Partir en début d’après-midi, pour un moment salle d’attente. Se rendre compte qu’on a oublié les lunettes. Revenir. Repartir. Se rendre compte qu’on a oublié le dossier. Revenir. Repartir. Craindre d’être fort en retard et sentir poindre une tension qu’on sait néfaste. A ce moment-là, à la radio, Régine Crespin chante Les nuits d’été de Berlioz. Garer la voiture sur une place de parking car ce chant-là entre au plus profond des âmes et on ne saurait faire autre chose tout en l’écoutant. Ecouter Régine Crespin chanter Les nuits d’été de Berlioz, c’est vivre.
Alors, on écoute. Et il y a le ciel d’un bleu magnifique ; le Faron et le Coudon dont le soleil illumine les pierres blanches de leurs pentes jusqu’à les rendre comme des petits diamants ; la mer qui clapote son bleu d’outremer avec lequel les mouettes jouent joyeusement.
On ose chantonner tout bas, en relevant quelques mots par-ci, par là.
Quand le chant est terminé, on repart. Et on arrive à l’heure, finalement.
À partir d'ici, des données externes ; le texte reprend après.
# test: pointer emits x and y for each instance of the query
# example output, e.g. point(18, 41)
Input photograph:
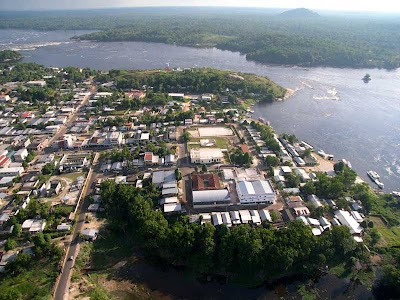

Quand viendra la saison nouvelle,
Quand auront disparu les froids,
Tous les deux nous irons, ma belle,
Pour cueillir le muguet aux bois.
Sous nos pieds égrenant les perles,
Que l’on voit au matin trembler,
Nous irons écouter les merles siffler.
…Mais ne crains rien, je ne réclame
Ni messe ni De Profundis,
Ce léger parfum est mon âme
Et j’arrive du Paradis….
…Ce léger parfum est mon âme
Et j’arrive du Paradis….
…Mon destin fut digne d’envie,
Et pour avoir un sort si beau
Plus d’un aurait donné sa vie….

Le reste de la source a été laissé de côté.